Il recente turno elettorale, tuttavia, ha visto il debutto di nuove circoscrizioni elettorali nazionali, a causa di una legge studiata per assegnare, ancora una volta, alle oligarchie centrali, il diritto di nominare i parlamentari. Gela si è ritrovata, per fare un esempio, a capo di una circoscrizione, che ridisegna, parzialmente, i confini e gli ambiti.

Qualcosa è cambiato. Le istituzioni regionali non hanno potuto farci niente. La novità, tuttavia, potrà aiutare ben poco Filippo Franzone; resta nelle mani dell’Ars il timone. Gli eletti, tra l’altro, non hanno nulla da spartire con la comunità che li ha preferiti (la sponsorizzazione del sindaco Greco è stata decisiva). 
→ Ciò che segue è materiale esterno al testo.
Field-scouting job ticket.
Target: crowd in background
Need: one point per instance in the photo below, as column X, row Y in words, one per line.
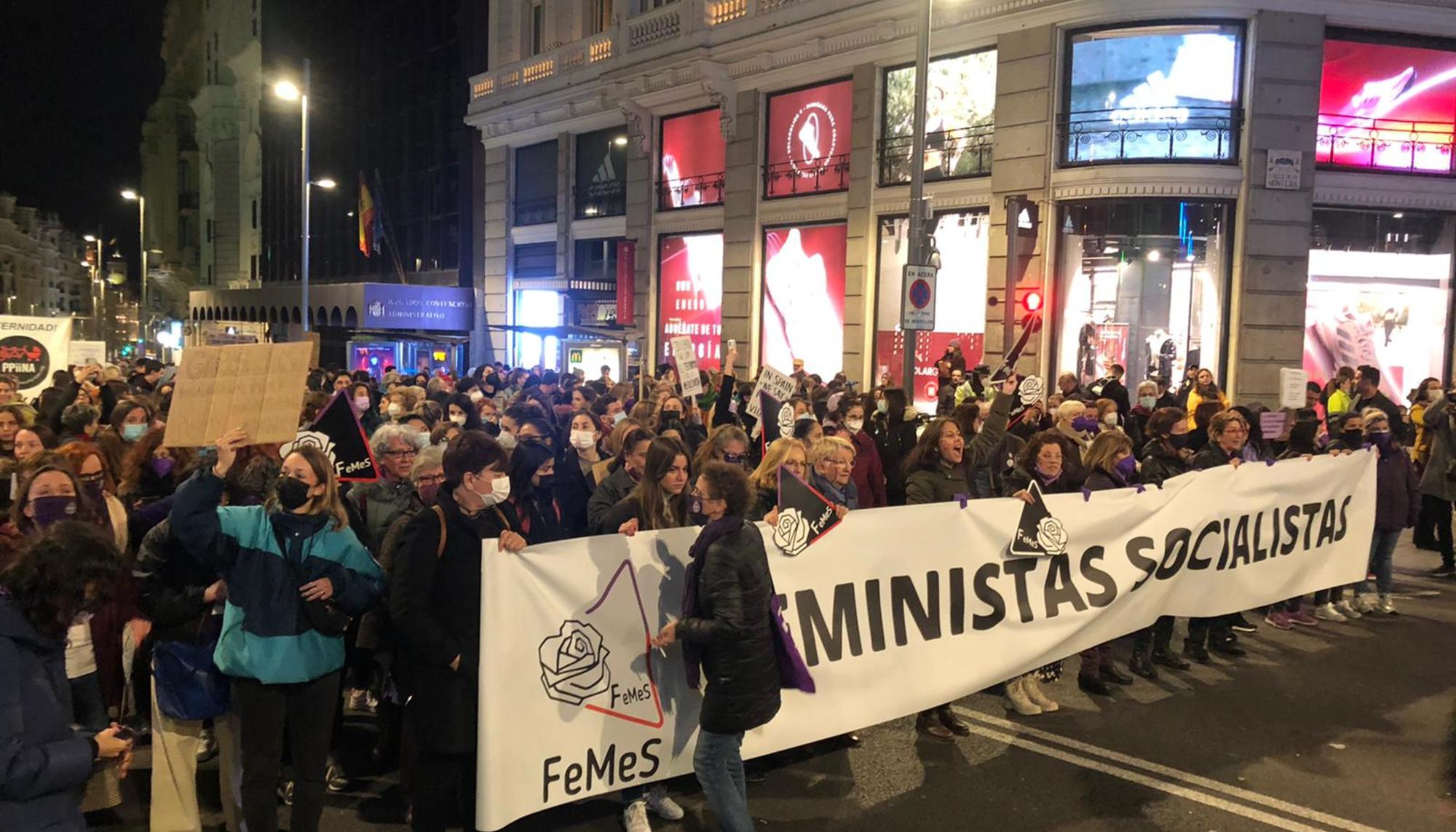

Michela Vittoria Brambilla, eletta a Gela, ci ha appena informato di essersi iscritta al gruppo misto, perché gli animali che lei rappresenta, specie cani e gatti, non hanno partito, e sarebbe come tradirli se si legasse ad un gruppo parlamentare. La notizia è passata inosservata; Filippo Franzone ha dormito serenamente nel proprio letto, dopo averla appresa.

Il sonno agitato lo coglie e gli provoca la bile. Quando la illiberalità delle norme regionali e l’irritante stand by dei tribunali amministrativi lo deludono, facendo orecchie da mercante sulla sorte toccata al referendum ed alle delibere dei consigli comunali (Niscemi, Piazza Armerina, Gela, Licodia Eubea).

La salute di Franzone, quindi, non mi preoccupa. Ha retto per molti anni all’impossibile, senza tirarsi indietro. Quel che preoccupa è la sua leadership, solitaria, del Comitato per lo sviluppo dell’area di Gela. E’ una solitudine che rende merito a Franzone, ma mostra il deserto di intenzioni e iniziative, la cecità cosciente dei signori con il doppio petto blu e dei cittadini pensanti e senzienti.

Forse occorre cambiare comunicazione e porre l’accento sul rapporto stretto che la qualità indecente di servizi di prima necessità e la dipendenza storica fra Gela e il capoluogo. Una distanza che non si misura in chilometri, ed una sordità che non si cura con l’Amplifon. Si dovrà pure, prima o poi, prendere atto che questa storia ha poco a che fare con il campanile, e molto, moltissimo, con la gerarchia dei bisogni, elaborata a Caltanissetta e subìta a Gela.